My Lords, we are attempting as far as we are able to encourage all parties in the co-operation that has begun. It is a tender flower by any judgment. At the G8 conference, we got the commitment of the G8 nations to a £3 billion per annum investment in the development of Gaza. There are obligations on both sides. On the Palestinian side, road map commitments were entered into in relation to the Cairo declaration, the Sharm al-Sheikh summit on
My Lords, does the Minister agree that Mr Sharon and the Israeli Government should be congratulated on their determination and tenacity in the withdrawal from Gaza and certain territories? I say this more in sorrow than in anger, but continued Palestinian terrorism prevents substantive talks on the road map. Does the Minister agree that there should be an absolute end to terrorism?
My Lords, of course there should be an absolute end to terrorism. I cannot believe that a single Member of your Lordships' House would take a different view. A recurrence of violence in the region is no help in securing that outcome. Our position is straightforward. The withdrawal from Gaza is an absolutely invaluable step in the process, but it must not and cannot be the only step; we must encourage others to carry on and go forward. I am encouraged by the extent to which the leaders of the two communities are now co-operating in difficult circumstances to achieve that goal.
My Lords, will Her Majesty's Government make use of our presidency of the EU to make clear that our long-term generous trade agreements with Israel depend on continued steady progress on the road map towards a two-state solution; and that by two states we mean two equal sovereign states, not one with a semi-autonomous neighbour divided into Bantustans by settlements and the misrouting of the security wall?
My Lords, I hope that I have made clear to the House the Government's position on the settlements and the consequences around east Jerusalem. At present, there is no good argument for using our presidency to threaten rather than assist. Real progress is being made at the moment. It is very difficult. If anyone in this House had the magic bullet, I have no doubt that they would have described it to your Lordships already. We are nurturing an extremely difficult moment, and that is best done with the money as well as the encouragement. We will use the presidency fully to ensure that that happens.

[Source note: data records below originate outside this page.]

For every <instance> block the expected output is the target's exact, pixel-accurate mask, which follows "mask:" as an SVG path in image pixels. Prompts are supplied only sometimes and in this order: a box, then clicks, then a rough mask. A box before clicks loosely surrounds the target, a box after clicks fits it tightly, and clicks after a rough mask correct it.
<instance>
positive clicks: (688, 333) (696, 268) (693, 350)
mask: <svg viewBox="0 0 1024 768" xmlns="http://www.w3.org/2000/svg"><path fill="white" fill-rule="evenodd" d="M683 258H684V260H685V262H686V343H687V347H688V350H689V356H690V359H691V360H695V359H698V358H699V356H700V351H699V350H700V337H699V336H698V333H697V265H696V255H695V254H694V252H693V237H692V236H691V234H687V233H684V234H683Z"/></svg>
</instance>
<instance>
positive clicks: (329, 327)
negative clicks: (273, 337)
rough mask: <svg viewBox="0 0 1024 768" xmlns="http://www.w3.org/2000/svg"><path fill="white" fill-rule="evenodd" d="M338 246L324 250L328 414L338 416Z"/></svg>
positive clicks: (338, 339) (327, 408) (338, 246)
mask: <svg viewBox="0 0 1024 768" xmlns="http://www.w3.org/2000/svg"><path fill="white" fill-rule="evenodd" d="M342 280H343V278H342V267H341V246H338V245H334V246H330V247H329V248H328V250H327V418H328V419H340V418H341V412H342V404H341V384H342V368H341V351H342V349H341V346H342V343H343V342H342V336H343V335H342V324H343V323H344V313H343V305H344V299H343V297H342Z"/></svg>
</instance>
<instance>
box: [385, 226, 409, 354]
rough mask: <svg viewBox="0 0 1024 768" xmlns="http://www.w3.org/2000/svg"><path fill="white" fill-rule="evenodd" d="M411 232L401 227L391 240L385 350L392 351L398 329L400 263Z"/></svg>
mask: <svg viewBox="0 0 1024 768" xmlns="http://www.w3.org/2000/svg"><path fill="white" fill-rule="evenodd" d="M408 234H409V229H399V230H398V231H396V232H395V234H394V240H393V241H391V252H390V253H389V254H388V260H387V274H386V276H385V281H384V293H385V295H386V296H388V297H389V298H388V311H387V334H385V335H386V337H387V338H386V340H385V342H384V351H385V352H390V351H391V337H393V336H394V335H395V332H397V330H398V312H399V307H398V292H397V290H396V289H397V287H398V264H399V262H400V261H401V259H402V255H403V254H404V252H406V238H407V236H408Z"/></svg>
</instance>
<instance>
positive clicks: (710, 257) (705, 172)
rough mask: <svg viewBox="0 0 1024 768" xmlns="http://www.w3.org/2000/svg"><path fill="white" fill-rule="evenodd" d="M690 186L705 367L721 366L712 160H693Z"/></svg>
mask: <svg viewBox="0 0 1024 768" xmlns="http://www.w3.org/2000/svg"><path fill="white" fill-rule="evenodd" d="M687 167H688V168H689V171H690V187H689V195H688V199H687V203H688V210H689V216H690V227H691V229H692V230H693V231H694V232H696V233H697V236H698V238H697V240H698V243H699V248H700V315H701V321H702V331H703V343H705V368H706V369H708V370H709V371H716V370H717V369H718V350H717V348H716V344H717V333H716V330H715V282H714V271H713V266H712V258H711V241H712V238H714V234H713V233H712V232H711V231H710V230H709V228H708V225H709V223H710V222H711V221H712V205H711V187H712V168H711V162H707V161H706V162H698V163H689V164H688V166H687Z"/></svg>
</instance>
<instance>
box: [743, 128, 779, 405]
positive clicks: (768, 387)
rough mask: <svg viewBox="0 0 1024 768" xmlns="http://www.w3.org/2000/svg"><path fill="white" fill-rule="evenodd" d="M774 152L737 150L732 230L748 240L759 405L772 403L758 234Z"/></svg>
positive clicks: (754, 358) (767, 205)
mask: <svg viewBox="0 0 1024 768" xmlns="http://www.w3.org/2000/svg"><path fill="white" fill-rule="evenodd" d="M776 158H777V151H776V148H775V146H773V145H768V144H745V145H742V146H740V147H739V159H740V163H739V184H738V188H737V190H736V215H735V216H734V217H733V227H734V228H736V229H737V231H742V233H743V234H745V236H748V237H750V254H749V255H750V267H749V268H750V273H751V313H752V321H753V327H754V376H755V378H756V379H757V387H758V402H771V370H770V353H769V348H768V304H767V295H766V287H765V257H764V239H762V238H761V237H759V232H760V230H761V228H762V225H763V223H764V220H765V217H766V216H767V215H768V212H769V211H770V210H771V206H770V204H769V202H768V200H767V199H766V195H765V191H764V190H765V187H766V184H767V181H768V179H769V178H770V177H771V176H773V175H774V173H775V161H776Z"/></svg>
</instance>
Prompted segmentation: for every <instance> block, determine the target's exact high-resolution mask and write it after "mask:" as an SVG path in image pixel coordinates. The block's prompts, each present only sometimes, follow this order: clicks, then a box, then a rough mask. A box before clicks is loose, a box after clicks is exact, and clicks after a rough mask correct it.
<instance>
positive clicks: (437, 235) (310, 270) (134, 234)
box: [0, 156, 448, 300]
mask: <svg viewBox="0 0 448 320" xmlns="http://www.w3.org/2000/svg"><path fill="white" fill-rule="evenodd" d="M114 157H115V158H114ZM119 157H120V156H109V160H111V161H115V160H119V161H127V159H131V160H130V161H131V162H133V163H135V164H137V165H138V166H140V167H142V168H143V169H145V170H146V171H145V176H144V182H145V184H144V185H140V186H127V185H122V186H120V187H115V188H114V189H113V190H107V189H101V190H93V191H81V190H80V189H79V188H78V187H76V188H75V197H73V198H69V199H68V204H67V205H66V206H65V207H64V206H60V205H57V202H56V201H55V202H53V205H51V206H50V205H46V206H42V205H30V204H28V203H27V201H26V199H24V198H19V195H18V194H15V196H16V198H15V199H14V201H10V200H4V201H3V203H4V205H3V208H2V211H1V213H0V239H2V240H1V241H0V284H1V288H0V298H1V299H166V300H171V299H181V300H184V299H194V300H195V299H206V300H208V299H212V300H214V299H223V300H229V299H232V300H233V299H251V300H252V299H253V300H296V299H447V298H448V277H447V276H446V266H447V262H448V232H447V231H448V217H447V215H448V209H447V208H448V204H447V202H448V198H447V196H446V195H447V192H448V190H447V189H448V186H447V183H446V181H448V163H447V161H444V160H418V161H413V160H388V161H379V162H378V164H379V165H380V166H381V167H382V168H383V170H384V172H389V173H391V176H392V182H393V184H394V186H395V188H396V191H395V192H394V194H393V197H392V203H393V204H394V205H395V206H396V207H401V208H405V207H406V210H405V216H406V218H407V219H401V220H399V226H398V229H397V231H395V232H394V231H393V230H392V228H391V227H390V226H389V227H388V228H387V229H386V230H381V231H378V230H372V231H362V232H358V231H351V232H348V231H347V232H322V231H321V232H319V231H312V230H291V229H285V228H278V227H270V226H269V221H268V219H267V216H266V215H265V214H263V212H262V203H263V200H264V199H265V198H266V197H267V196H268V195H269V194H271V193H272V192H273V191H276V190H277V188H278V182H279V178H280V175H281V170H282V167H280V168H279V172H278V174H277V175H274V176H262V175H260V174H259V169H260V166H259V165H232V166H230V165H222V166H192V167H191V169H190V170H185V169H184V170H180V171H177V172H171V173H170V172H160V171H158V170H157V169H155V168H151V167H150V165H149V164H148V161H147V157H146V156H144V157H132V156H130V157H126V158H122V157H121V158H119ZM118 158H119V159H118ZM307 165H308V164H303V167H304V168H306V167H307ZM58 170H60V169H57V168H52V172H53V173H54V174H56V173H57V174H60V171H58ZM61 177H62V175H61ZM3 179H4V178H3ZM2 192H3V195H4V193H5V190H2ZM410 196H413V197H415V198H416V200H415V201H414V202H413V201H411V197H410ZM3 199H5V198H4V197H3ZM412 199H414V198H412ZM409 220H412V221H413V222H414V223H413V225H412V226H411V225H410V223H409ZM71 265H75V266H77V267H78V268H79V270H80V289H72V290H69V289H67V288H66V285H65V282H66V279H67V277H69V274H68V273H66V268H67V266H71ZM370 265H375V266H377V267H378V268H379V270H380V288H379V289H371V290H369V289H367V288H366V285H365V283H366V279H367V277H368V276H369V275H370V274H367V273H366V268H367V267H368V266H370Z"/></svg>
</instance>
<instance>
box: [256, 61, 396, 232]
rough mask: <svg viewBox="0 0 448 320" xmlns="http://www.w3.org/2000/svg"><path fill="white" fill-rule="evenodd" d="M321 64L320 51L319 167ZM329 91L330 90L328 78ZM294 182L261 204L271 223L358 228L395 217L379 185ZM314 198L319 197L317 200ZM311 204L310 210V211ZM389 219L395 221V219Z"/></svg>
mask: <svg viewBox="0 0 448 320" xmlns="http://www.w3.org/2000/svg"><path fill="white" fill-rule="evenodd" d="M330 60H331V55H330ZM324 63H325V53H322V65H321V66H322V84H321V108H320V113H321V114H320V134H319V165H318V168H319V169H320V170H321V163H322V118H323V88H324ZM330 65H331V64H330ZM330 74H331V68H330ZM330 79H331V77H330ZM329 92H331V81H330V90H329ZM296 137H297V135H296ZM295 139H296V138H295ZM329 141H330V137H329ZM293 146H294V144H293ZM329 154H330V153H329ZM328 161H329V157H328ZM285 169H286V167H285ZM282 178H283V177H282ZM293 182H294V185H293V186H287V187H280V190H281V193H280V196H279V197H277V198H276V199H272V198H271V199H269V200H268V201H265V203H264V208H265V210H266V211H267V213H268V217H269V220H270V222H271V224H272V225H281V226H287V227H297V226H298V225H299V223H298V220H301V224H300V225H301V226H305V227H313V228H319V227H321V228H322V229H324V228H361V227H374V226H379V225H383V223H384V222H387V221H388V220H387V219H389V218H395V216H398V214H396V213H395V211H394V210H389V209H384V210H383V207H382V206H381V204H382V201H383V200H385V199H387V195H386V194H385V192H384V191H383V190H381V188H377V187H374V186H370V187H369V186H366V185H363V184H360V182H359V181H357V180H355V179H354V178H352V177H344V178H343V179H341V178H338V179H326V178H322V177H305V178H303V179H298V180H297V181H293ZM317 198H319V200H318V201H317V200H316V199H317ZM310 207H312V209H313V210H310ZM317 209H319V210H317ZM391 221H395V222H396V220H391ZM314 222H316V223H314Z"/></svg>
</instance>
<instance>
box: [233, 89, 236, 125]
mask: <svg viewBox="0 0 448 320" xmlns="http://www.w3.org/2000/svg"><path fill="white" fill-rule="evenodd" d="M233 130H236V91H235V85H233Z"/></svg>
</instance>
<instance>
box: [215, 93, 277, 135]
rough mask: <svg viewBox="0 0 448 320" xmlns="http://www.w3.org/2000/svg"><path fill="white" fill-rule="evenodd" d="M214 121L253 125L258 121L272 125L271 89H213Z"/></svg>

My Lords, I again pay tribute to the political courage of Prime Minister Sharon in trying to achieve the withdrawal of Israeli settlers from Gaza. Nevertheless, does the Minister agree that the current difficulties of ensuring that withdrawal mean that the prospects of a substantial withdrawal of settlers from the West Bank—not freezing their number but withdrawing them—which will be required if there is to be a viable and contiguous Palestinian state, now seem very remote? Does not the Minister agree that the best prospect for winning the so-called war on terror would be a really concentrated, balanced attempt by the quartet, including Her Majesty's Government, to achieve a just and lasting peace in the Middle East?
My Lords, I agree with the noble Lord, Lord Wright. The aim must be to ensure that the whole road-map process is driven forward. It is fundamental to the road map that a contiguous and viable state exists for the Palestinian people. We should use our efforts to try to secure that.
However, as a stepping stone in the process, I ask the House to understand that at present steps that have not been seen for a long time are being made on the parts of the leaders of both communities. It is our hope that that will build a greater level of confidence for the steps that will then still be needed. That is why every encouragement is required at the moment for the steps to which people are committed. I hope that, by the time we come back after the Summer Recess, we will have seen a successful achievement of the first parts of that, and that it leads to a further engagement with the road map as a whole.